By NEIL HARTNELL
Tribune Business Editor
THE National Insurance Board (NIB) sought simultaneously to make a company owned by a Cabinet Minister’s mother the ‘broker of record’ for both its group health and property insurance business less than two months after the 2012 general election.
Documents obtained by The Tribune show that NIB imposed A Scott Fitzgerald Insurance Brokers and Agents Ltd into the existing medical insurance contract for its employees, which was held by BISX-listed Family Guardian, in late June, 2012.
The company, which is owned by the mother and family of Jerome Fitzgerald, Minister of Education, Science and Technology, was introduced as the group health insurance broker at exactly the same time as NIB tried to give it the same role for its property and casualty business.
The commission for insurance brokers is typically three per cent of a policy’s premium amount and, given the size of NIB’s workforce and multi-million dollar property portfolio, A Scott Fitzgerald Insurance Brokers and Agents would likely have earned a six-figure sum from these contracts according to industry sources.

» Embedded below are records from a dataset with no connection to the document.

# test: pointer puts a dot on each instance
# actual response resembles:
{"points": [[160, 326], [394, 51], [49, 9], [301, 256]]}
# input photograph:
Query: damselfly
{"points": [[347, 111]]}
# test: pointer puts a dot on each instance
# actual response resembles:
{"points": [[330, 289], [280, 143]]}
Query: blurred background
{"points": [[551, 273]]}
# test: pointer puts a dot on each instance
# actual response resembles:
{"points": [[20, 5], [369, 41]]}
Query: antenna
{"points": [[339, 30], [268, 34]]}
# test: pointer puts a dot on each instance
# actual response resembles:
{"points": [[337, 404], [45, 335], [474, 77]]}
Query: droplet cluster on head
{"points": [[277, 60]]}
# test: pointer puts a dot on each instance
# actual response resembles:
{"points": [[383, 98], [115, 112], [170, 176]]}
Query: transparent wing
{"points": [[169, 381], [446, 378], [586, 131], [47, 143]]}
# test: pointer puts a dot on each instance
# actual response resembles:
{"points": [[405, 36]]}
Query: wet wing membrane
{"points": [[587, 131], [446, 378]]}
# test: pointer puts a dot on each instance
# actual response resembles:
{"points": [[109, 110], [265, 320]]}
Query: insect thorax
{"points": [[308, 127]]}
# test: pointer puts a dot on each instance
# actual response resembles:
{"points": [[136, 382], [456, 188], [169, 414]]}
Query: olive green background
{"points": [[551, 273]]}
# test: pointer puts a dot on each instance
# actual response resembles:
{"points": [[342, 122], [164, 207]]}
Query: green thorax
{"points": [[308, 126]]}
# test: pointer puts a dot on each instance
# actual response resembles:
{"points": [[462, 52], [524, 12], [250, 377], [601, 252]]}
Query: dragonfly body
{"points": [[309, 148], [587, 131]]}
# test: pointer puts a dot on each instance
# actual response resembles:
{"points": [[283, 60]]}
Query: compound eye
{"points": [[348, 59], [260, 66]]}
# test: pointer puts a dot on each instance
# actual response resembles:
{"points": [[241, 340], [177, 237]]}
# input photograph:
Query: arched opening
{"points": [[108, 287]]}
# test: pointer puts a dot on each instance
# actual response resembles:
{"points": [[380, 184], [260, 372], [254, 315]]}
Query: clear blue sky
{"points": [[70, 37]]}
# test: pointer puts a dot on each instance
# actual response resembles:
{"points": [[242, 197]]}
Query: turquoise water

Those sources suggested that the company’s insertion into a group health contract that had already been placed meant it stood to get “thousands of dollars” in commission fees without “doing anything to get it”. And they raised questions over whether A Scott Fitzgerald Insurance Brokers and Agents, as a relatively small company, would have had the manpower resources to handle an account as big as NIB’s.
Tribune Business revealed in 2012 the “grave concern” over plans to make A Scott Fitzgerald Insurance Brokers and Agents Ltd its general insurance ‘broker of record’, given that the company had not participated in the contract bidding process.
However, what was not exposed then, but has now been uncovered, is that NIB also granted the company the brokerage contract for its group health insurance business - a policy that would provide coverage for its near-600 employees.
There is nothing to suggest that Mr Fitzgerald or his family members have done anything wrong in relation to the NIB insurance contracts, and there is no evidence - unlike in the recent Baha Mar controversy - that the Minister sought to lobby for his mother’s company to get the business.
But letters obtained from an NIB employee, acting under condition of anonymity, emphasised that Family Guardian, not the national social security system, would absorb the costs associated with A Scott Fitzgerald Insurance Brokers and Agents’ commission.
A June 29, 2012, letter to then Family Guardian president Patricia Hermanns written by then NIB director, Algernon Cargill, said: “I enclose a copy of our letter to Allardyce Scott-Fitzgerald dated June 29, 2012, and write to formally confirm to your company that, effective immediately, A Scott Fitzgerald Insurance Brokers and Agents has been appointed as representative (broker of record) for NIB at the existing commission rate for NIB’s group insurance business that is currently placed with Bahama Health/Family Guardian under a contract that expires January 31, 2013.
“It is also understood that, as a result of this appointment, there is to be no increase in cost and/or decrease in the existing benefits offered under our group plans and, specifically, no direct cost to NIB.”
It is unclear whether A Scott Fitzgerald Insurance Brokers and Agents was replacing an existing ‘broker of record’, or whether the role was newly-created for it.